A viagem atravessa montanhas escarpadas, vales glaciais e a vasta tundra, onde as árvores desaparecem completamente à medida que se cruza o Círculo Polar Ártico. A fauna é abundante, sendo comum o avistamento de ursos pardos, caribus e raposas cruzando a estrada poeirenta.

Abaixo, os dados que orientam os viajantes em sua expedição rumo ao norte:

  • Extensão: 874 quilômetros (de Dawson City ao Oceano Ártico).

  • Marco Geográfico: Cruzamento do Círculo Polar Ártico (km 405).

  • Clima: Ventos extremos e poeira intensa no verão; gelo letal no inverno.

  • Recompensa Final: Mergulhar o pé nas águas do Oceano Ártico em Tuktoyaktuk.

Como o prolongamento da rodovia transformou a região?

Até 2017, a rodovia terminava em Inuvik, e o trecho final até o oceano só podia ser feito no inverno, dirigindo sobre o gelo congelado dos rios.

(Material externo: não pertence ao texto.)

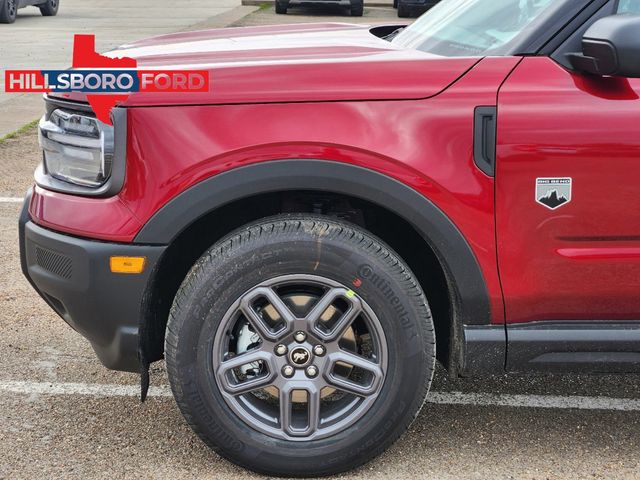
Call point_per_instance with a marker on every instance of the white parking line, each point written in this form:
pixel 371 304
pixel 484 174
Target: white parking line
pixel 446 398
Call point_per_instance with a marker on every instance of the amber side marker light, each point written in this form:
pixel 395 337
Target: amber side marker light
pixel 127 264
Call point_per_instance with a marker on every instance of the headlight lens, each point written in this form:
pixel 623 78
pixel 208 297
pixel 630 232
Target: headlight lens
pixel 77 148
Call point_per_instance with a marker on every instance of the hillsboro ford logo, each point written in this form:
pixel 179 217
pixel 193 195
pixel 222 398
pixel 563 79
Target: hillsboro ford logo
pixel 553 192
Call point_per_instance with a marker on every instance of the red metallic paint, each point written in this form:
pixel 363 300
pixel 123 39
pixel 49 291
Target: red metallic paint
pixel 310 62
pixel 582 260
pixel 425 143
pixel 342 94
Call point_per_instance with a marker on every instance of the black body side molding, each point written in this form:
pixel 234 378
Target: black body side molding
pixel 592 346
pixel 461 267
pixel 571 346
pixel 484 139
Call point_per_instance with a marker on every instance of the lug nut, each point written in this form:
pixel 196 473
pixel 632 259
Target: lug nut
pixel 319 350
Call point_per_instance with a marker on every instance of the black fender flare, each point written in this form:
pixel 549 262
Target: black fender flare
pixel 471 299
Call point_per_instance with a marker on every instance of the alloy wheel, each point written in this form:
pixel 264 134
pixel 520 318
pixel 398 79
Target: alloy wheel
pixel 299 357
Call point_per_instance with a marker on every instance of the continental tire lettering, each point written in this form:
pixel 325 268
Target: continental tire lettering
pixel 367 273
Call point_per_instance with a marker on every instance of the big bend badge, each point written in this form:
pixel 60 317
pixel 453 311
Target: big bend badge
pixel 553 192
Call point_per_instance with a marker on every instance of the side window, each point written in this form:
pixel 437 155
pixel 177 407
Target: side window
pixel 574 42
pixel 628 6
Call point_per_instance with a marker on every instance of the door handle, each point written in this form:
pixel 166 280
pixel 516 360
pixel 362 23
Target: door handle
pixel 484 139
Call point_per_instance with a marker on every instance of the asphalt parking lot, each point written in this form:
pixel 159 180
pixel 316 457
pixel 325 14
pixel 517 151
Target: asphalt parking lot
pixel 63 415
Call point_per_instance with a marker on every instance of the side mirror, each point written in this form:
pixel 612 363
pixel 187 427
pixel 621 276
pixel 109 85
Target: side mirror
pixel 611 47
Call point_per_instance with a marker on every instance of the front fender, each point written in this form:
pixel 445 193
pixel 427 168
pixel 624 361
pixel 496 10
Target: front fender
pixel 471 298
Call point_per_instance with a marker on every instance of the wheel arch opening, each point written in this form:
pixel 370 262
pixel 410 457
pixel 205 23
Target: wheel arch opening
pixel 201 234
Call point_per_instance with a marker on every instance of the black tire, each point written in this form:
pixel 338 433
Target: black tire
pixel 305 245
pixel 404 11
pixel 282 7
pixel 50 8
pixel 8 11
pixel 357 8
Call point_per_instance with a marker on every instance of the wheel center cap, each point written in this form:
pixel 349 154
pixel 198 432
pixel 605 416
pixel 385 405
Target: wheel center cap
pixel 300 356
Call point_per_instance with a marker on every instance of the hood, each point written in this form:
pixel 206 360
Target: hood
pixel 292 63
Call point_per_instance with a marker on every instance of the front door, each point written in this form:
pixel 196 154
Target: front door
pixel 568 194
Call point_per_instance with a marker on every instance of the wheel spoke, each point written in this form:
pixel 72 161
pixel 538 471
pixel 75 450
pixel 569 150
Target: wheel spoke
pixel 226 376
pixel 259 323
pixel 373 370
pixel 337 330
pixel 312 421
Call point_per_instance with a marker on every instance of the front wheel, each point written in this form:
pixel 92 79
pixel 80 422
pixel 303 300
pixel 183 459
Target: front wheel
pixel 8 11
pixel 49 8
pixel 297 341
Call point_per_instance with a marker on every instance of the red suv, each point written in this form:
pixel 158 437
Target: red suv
pixel 345 206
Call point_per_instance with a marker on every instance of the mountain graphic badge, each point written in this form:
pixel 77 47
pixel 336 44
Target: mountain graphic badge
pixel 553 192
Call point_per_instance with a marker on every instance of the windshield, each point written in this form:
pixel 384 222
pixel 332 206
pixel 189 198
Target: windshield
pixel 456 28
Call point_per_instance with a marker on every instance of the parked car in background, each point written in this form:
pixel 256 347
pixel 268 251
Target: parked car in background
pixel 9 8
pixel 356 6
pixel 413 8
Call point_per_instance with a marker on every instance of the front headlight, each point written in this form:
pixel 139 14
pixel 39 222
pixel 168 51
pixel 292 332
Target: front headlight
pixel 77 148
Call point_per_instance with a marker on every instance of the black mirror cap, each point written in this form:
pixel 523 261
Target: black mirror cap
pixel 611 47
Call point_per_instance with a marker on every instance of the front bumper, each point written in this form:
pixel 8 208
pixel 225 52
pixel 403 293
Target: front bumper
pixel 73 276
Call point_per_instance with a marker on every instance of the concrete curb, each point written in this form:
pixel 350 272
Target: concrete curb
pixel 367 3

A inauguração da extensão até Tuktoyaktuk permitiu o acesso terrestre durante todo o ano a comunidades indígenas isoladas, barateando o custo de suprimentos vitais.

Essa obra monumental conectou o Canadá de costa a costa a costa (Pacífico, Atlântico e Ártico), uma conquista celebrada pelas Primeiras Nações (povos nativos) e pelo governo federal.

Para entender o desafio e a beleza de dirigir rumo ao Oceano Ártico, destacamos este documentário do canal Autentic Documentary. O vídeo apresenta a fascinante rotina das estradas de gelo no extremo norte do Canadá, onde caminhões e comunidades dependem dessas rotas temporárias que atravessam a tundra congelada:

Por que a Dempster Highway é o ápice das road trips mundiais?

Cruzar esta rodovia é uma prova de resistência mecânica e psicológica. Ela testa a capacidade de planejamento do motorista e oferece, em troca, o privilégio de dirigir sob o sol da meia-noite no verão, ou sob as luzes da aurora boreal no inverno.

Dempster Highway não é para os fracos. É o caminho definitivo para quem quer sentir a crueza e a solidão do extremo norte do planeta, uma jornada onde o cascalho encontra o gelo e a civilização fica no retrovisor.